Soyuz TMA-7 was launched from Baikonur at 23:55, September 30, 2005, while ISS was over the Pacific Ocean, off the coast of Chile. McArthur and Tokarev were the Expedition-12 crew, and planned to spend 6 months on the station, while American Gregory Olsen was a paying passenger making a 10-day flight under a commercial contract with the Russians. A medical condition had grounded the American businessman from a Soyuz flight in 2004, but he returned to the pro­gramme the following year. Olsen insisted that he would be doing good work on the station and to that end he would perform a number of experiments for Russia and ESA.

The spacecraft docked to Pirs nadir at 01: 27, on October 3. Following pressure and leak checks the hatches between the two vehicles were opened at 04: 36. As with all new crews aboard the station, the newcomers were treated to the traditional Russian greeting of bread and salt upon their entry into the station. The usual safety briefing and emergency evacuation exercise followed before the new crew were allowed to settle in and Olsen’s couch liner was transferred to Soyuz TMA-6. American ISS commander Bill McArthur had arrived on ISS by Soyuz, but at that time, there was a faint possibility that he might have to stay on the station until a Shuttle could return him to Earth. During his occupation Russia’s original contract to supply Soyuz spacecraft for ISS would come to an end. If America could not find a away around the Iran Non-proliferation Act then the Russians would be under no legal obligation to return McArthur to Earth, even in the event of an emergency evacuation of the station! NASA made it clear that they expected to find a solution to the problem and negotiations were underway to overcome the problem.

A week of joint hand-over activities followed, along with the performance of a number of short-term experiments carried to the station in the new Soyuz. Mean­while, Olsen completed his 8-day experiment programme. Krikalev and Olsen even filmed a television commercial for a Japanese company while on the station. On October 4, Phillips and McArthur reviewed the software for the SSRMS, before they performed several manoeuvres with the SSRMS itself the following day. The crew also took a message from Mikhail Fradkov, the Russian Prime Minister.
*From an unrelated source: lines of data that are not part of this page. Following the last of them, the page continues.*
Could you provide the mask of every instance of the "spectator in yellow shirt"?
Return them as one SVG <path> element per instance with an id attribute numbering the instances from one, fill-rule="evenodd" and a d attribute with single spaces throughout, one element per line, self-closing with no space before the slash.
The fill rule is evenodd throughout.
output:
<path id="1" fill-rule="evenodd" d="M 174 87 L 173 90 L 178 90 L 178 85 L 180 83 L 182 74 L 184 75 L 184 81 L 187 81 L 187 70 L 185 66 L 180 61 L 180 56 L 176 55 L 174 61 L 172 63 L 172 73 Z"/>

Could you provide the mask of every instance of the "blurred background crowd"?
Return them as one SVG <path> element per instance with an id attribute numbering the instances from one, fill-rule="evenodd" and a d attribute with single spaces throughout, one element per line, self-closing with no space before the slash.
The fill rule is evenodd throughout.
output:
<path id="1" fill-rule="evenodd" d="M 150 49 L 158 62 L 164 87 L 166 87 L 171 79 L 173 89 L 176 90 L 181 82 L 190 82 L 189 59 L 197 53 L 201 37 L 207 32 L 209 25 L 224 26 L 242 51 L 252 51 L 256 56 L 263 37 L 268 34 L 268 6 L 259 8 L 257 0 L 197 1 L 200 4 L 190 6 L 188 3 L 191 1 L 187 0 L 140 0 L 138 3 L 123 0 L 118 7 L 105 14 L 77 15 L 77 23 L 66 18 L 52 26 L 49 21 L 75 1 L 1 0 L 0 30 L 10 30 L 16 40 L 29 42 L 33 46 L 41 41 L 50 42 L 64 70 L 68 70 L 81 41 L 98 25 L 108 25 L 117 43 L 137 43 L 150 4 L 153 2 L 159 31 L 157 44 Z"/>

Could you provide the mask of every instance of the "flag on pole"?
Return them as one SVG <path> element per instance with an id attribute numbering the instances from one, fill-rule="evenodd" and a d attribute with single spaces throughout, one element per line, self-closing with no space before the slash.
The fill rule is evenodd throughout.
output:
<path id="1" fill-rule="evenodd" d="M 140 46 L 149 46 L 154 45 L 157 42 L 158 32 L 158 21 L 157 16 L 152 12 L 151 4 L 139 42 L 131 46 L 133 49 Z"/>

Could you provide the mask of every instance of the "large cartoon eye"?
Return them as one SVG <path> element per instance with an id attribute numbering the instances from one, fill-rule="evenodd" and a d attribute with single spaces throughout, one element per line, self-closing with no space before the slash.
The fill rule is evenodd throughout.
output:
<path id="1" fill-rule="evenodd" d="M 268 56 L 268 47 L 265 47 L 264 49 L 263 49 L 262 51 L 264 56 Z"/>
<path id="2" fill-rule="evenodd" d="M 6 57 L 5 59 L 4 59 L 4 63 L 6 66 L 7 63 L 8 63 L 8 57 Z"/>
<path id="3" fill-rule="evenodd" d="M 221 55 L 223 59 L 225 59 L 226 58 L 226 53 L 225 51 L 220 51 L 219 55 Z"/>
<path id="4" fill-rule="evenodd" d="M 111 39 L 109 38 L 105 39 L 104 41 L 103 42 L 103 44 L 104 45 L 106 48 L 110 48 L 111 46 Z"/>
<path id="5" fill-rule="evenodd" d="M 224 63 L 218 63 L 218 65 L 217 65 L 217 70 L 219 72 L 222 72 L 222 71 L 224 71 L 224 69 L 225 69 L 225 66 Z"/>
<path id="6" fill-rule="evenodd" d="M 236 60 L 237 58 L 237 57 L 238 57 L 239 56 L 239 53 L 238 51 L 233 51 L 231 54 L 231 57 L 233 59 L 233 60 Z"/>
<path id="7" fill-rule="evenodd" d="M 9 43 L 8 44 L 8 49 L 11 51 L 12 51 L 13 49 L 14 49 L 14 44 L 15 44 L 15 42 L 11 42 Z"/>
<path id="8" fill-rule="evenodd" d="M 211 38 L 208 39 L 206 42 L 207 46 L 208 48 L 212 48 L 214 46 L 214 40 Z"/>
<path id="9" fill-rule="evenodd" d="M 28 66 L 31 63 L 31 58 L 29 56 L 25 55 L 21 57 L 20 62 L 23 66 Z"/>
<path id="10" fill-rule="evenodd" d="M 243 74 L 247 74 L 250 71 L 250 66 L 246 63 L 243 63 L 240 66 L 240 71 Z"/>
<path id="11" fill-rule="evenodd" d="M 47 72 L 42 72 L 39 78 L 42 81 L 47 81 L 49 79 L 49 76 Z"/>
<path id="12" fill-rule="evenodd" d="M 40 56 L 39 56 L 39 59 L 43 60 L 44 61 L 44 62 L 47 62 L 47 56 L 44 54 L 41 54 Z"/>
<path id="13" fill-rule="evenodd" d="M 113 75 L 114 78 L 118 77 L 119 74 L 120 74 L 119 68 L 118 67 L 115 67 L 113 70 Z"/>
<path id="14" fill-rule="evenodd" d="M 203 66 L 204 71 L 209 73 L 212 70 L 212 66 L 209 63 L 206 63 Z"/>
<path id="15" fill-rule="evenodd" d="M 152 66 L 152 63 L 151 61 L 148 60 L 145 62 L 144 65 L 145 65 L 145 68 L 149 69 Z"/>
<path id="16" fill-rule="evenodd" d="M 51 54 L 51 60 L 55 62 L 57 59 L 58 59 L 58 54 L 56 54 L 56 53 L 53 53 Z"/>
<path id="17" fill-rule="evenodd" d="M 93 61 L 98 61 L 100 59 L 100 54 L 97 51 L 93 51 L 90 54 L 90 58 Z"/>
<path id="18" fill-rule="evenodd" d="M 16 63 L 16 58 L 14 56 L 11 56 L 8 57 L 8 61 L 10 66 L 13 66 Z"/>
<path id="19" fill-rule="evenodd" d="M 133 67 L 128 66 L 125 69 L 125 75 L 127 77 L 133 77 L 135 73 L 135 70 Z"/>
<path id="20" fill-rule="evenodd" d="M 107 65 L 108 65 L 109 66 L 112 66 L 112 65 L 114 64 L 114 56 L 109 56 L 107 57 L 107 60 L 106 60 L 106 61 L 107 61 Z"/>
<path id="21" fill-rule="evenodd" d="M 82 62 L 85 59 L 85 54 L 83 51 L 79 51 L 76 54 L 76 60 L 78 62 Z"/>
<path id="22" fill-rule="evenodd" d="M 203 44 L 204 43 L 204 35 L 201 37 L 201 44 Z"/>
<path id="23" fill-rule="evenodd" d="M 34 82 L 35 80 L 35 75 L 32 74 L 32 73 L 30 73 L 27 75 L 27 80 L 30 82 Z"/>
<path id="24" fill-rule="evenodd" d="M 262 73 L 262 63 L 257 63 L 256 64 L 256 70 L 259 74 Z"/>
Figure 63. Expedition-12: Sergei Krikalev is on the right, with Expedition-12 crew member William McArthur in the centre and American spaceflight participant Gregory Olsen on the left. Olsen flew to the station in a Soyuz with the Expedition-12 crew and returned to Earth with the Expedition-11 crew.

Following the official hand-over and final farewells Krikalev, Phillips, and Olsen sealed themselves inside Soyuz TMA-6. Prior to undocking the crew discussed a pressure leak between the re-entry module and the orbital module with engineers in Korolev. Krikalev finally undocked the Soyuz under manual control, at 17:49, and backed it away from the station. Throughout the separation manoeuvre and de-orbit burn the pressure leak continued to cause concern until the orbital module was jettisoned, at which time it ceased. The re-entry module landed at 21:09, on target 85 km northeast of Arkalik. The Expedition-11 flight had lasted 179 days 23 minutes and Krikalev’s personal endurance record now stood at 803 days 9 hours 39 minutes. Phillips felt light-headed after being helped out of the spacecraft by the recovery forces, but could not remember afterwards if he actually blacked out. The long- duration crew were subjected to the usual 45-day medical rehabilitation. Olsen had been in flight for 9 days 21 hours 15 minutes. At a post-flight press conference he repeated his dislike of the term “space tourist’’, used by much of the media to describe commercial passengers on Soyuz taxi flights. He explained, “I dedicated 2 years of my life to this. It’s not a hop-on-and-go kind of thing.’’

Meanwhile, McArthur had described his hopes for the Expedition-12 increment before launching to the station, “Above all that we launch and land safely; that we conduct this mission in a safe manner. Having said that, I think for it to be considered a success my criteria is that we will complete meaningful science during our stay, and that we will leave the Station more capable than we found it.”

During October, the Russian government approved funding for the national space programme through 2015. It was supposed to include the joint development, with ESA, of the Kliper spacecraft and the development by Krunichev of the new Multi-purpose Science Module to be launched to the Russian sector of ISS.